Se formó, inmediatamente, un cierto ambiente de incredulidad. Fue como un murmullo sofocado, como un zumbido. El Ministro se impacientó. Siempre le había fastidiado la Prensa. Siempre había pensado que los periodistas de aquel país eran aficionados a quitarse la chaqueta y hablar con el pitillo en los labios solamente porque lo habían visto hacer a sus colegas en las películas que llegaban de los Estados Unidos. Deseaba marcharse cuanto antes y trató de precipitar su fuga.
– ¿Alguna pregunta más?
– Sí -dijo un periodista joven y lleno de aplomo en quien el Ministro no había reparado hasta ahora-. ¿Quién asumirá ahora el Poder?
Se produjo un silencio desagradable. Todos los rostros contemplaban al Ministro, en cuyo labio inferior pareció producirse una pequeña vibración, casi un temblor. El Ministro recorrió con la mirada todos los bolígrafos y estilográficas que, quietos en el aire, aguardaban una respuesta.
– Es usted muy joven -dijo el Ministro, después de buscar una frase airosa y, a poder ser, humillante para el otro. Pero luego se dio cuenta de que atribuyendo juventud nadie podía molestarse-. Si tuviera más experiencia, no haría esa pregunta.
– Perdone, señor Ministro -se excusó el periodista.
Pero resultaba bien claro que no estaba avergonzado ni pesaroso. Su tono desvirtuaba sus disculpas. Y hasta se diría que se mostraba orgulloso de haber puesto el dedo en la llaga.
– Existe un Gabinete Ministerial – dijo el Ministro.
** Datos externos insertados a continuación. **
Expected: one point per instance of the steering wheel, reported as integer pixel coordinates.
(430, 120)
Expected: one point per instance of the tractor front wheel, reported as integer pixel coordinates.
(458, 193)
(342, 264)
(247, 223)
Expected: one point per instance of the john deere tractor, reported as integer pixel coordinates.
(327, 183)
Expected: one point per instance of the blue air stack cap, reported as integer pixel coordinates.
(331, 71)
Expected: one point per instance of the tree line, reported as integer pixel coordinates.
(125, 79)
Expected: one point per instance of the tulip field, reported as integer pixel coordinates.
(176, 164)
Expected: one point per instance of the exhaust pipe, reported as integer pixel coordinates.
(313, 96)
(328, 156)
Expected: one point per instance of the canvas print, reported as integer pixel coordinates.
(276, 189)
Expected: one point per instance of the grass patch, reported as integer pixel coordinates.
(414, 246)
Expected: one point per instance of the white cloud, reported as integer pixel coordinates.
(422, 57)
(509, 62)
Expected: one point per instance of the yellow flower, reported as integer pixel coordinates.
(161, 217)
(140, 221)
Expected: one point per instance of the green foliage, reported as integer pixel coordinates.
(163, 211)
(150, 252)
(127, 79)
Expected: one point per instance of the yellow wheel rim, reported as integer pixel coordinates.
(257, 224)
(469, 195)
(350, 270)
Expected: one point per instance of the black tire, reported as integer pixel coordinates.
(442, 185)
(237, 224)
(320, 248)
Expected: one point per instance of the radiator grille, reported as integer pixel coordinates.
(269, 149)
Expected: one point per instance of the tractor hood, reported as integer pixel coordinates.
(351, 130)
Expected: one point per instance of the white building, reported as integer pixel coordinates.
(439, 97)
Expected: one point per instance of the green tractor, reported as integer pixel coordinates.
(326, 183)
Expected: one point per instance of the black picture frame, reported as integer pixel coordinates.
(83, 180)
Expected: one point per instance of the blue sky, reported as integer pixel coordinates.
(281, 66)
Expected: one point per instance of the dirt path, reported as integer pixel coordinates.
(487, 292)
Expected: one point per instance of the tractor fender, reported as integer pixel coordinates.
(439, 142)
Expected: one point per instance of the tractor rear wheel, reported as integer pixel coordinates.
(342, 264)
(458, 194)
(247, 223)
Deseaba a toda costa mostrarse desagradable-. ¿Lo sabía usted?
– Sí, lo sabía.
El Ministro pensó que debía ir con cuidado. El muchacho parecía sutil. Se produjo alguna sonrisa, y lo grave fue, precisamente, que los que sonrieron bajaron la cabeza y fingieron escribir.
– El Gabinete se reunirá esta noche -explicó el Ministro, renunciando al ataque-. Mañana serán ustedes convocados nuevamente.
– ¿Sabremos mañana quién…?
– ¡Mañana sabrán lo que decida el Gabinete! -explotó el Ministro. Algo le decía que no se había apuntado precisamente ningún tanto en aquella convocatoria de Prensa-. Buenas tardes, caballeros.